Alec didn’t even realize he was crying until Magnus gently grabbed his jaw and turned his face towards him, wiping Alec’s tears away with his thumb. Alec broke, hot tears spilling faster now, sobs shaking his entire body. Magnus scooted closet and pulled Alec into his chest, slowly rocking them back and forth in what he hoped was a comforting manner. Alec pushed back a little and opened his mouth to continue, but all he seemed able to do was cry. Magnus tried to pull him closer but he just pushed back harder, mumbling something that vaguely sounded like ‘i’m fine’ over and over again.

After a few minutes Alec collected himself and wiped the rest of his tears away. He cleared his throat and stared at his hands, pressing his nails into his palm.

“Before I met you I thought love was just some stupid lie we told ourselves so that we could be happy. I never imagined, um, having a love- or, uh, feeling the way I feel towards you... fuck.” Alec turned his face and bit his lip, barely noticing the metallic taste of blood on his tongue. “I never thought that I would actually experience love, but with you I- I am. I love you, Magnus, and that scares the hell out of me. Because if by some miracle you haven’t noticed yet, I don’t know what the fuck I’m doing! I don’t even know what a healthy relationship is like-“ Alec cut himself off and opened his hand, small droplets of blood fell from his palm. He didn’t even realize he was pressing his nails in that hard. Swallowing the lump in his throat he turned his back to Magnus and found his constellations once more.

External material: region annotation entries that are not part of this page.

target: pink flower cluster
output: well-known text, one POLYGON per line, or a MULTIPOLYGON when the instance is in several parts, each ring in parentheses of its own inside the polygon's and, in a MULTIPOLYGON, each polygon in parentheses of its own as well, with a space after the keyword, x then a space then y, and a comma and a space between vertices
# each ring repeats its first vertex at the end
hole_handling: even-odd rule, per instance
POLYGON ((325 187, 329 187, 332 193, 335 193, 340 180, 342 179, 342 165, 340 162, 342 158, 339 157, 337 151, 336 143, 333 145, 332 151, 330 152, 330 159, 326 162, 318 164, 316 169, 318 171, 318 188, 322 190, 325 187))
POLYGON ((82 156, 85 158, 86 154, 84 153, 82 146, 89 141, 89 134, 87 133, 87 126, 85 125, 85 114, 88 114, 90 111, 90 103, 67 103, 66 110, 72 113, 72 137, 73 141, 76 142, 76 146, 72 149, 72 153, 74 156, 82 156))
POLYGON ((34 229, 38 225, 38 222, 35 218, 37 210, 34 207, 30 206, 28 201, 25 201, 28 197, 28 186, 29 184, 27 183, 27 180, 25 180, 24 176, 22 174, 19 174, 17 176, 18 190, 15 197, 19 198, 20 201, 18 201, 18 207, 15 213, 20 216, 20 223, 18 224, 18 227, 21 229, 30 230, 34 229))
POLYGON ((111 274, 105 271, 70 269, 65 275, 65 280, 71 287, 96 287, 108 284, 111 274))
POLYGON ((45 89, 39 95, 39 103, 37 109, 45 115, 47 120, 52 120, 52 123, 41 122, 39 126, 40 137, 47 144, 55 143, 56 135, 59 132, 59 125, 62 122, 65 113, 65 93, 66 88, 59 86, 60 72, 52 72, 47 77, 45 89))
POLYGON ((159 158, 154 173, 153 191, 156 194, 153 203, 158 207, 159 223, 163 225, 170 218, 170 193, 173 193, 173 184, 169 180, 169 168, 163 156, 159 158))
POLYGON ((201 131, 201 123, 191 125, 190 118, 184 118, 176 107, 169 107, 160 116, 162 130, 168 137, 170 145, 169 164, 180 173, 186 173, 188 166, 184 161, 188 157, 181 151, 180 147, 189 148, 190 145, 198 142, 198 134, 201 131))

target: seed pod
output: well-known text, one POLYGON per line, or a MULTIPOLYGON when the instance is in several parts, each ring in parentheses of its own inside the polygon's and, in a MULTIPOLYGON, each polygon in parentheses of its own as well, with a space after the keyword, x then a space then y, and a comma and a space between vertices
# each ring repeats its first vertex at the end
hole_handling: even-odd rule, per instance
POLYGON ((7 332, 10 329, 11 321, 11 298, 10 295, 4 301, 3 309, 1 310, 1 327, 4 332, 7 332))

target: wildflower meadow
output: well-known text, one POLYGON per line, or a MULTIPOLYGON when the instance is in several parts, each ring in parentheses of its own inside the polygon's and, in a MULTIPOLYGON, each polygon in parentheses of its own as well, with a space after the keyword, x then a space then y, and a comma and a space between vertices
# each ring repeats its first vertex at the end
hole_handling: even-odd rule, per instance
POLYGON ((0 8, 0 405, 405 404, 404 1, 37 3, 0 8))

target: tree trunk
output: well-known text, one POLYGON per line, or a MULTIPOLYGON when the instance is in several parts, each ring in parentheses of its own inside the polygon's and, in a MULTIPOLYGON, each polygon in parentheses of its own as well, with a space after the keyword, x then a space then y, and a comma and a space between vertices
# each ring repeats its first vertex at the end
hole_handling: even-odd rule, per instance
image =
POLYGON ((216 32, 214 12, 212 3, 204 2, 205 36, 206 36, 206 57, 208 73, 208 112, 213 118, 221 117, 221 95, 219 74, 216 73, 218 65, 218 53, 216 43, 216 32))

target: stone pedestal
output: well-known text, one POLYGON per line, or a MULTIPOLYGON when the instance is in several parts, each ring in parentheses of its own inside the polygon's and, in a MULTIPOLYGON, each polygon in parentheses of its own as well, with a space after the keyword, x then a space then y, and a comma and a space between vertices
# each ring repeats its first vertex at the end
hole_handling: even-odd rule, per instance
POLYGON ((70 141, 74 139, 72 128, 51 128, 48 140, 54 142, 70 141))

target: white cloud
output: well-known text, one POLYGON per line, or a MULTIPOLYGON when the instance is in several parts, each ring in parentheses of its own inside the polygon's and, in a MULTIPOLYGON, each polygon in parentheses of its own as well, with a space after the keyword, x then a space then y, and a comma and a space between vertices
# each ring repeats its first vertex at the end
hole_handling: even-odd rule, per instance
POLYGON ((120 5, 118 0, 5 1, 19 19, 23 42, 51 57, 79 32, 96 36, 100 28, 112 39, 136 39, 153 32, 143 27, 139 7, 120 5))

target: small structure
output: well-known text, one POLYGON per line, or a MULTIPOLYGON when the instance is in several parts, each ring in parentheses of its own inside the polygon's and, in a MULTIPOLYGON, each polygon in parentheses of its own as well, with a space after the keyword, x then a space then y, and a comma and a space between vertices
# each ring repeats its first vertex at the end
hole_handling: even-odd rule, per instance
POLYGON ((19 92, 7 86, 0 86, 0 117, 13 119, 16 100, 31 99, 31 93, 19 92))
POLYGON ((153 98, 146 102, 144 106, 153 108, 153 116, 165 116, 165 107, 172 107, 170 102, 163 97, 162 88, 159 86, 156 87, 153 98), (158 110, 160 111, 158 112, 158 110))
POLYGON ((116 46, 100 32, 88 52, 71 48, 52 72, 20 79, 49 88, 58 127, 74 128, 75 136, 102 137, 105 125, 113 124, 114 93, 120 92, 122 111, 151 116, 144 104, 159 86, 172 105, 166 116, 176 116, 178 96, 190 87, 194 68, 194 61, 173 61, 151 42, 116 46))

“With Caleb, I thought I’d finally found it. I thought I’d found that dream love everyone seemed to rave about all the time. But no, that was just a lie I told myself to hide from the truth. Another fucking lie. He abused me, he used me, and I convinced myself that I deserved it. I was so sure that I deserved it that I stayed with him for three fucking years.” Magnus grabbed Alec’s hand and squeezed. He knew the self blame that came with abusive relationships. And he definitely knows how hard it is to move on.

“When Izzy, Clary, and Jace finally convinced me to end things with him I was at my lowest. After him I wanted absolutely nothing to do with love. I had accepted that it just wasn’t for me, and I was fine with that. I had Izzy, and Jace, and even Clary. They were enough for me.” After a few seconds of silence Alec turned to face Magnus for the first time that night. A myriad of emotions swirled through their eyes, their pupils holding hundreds of words they left unsaid. Finally, Alec opened his mouth.

“Then I met you. You, Magnus Bane, took my hand and showed me what the word love means.” Magnus had practically stopped breathing, his heart swelling in his chest. “When I think of love I think of your eyes, I think of your tired smiles, I think of your kisses and I think of your hand in mine. I was—am—scared of this. I don’t want this to end, Magnus, and I know that sounds contradictory since I’m the one that broke up with you but the thought of you, my first love, lying to me- it just- it broke me. I was so scared of being hurt again that I shoved you away before you even had the chance to explain yourself and I am so so sorry. It was wrong of me, it was immature and I wish I could take it back.” Alec dropped his gaze and blinked back the tears threatening to spill, Magnus watched him in silence. He desperately wanted to forgive Alec, and now that he knew why he reacted the way he did it seemed a hell of a lot easier, but something was holding him back. Fear. 

“Alexander,” Magnus started, bringing Alec’s eyes right back to his, “I want you to promise me something.” The sun was just starting to lift over the horizon line, allowing Magnus to see the raw sadness and desperation on Alec’s face.

“Promise me that if you ever get scared like this again, or if you have any doubts or questions, promise me that you’ll talk to me first before acting on them.” Magnus held Alec’s gaze and he tried to find any hint of malice, but all he was met with was trust and, dare he say it, love.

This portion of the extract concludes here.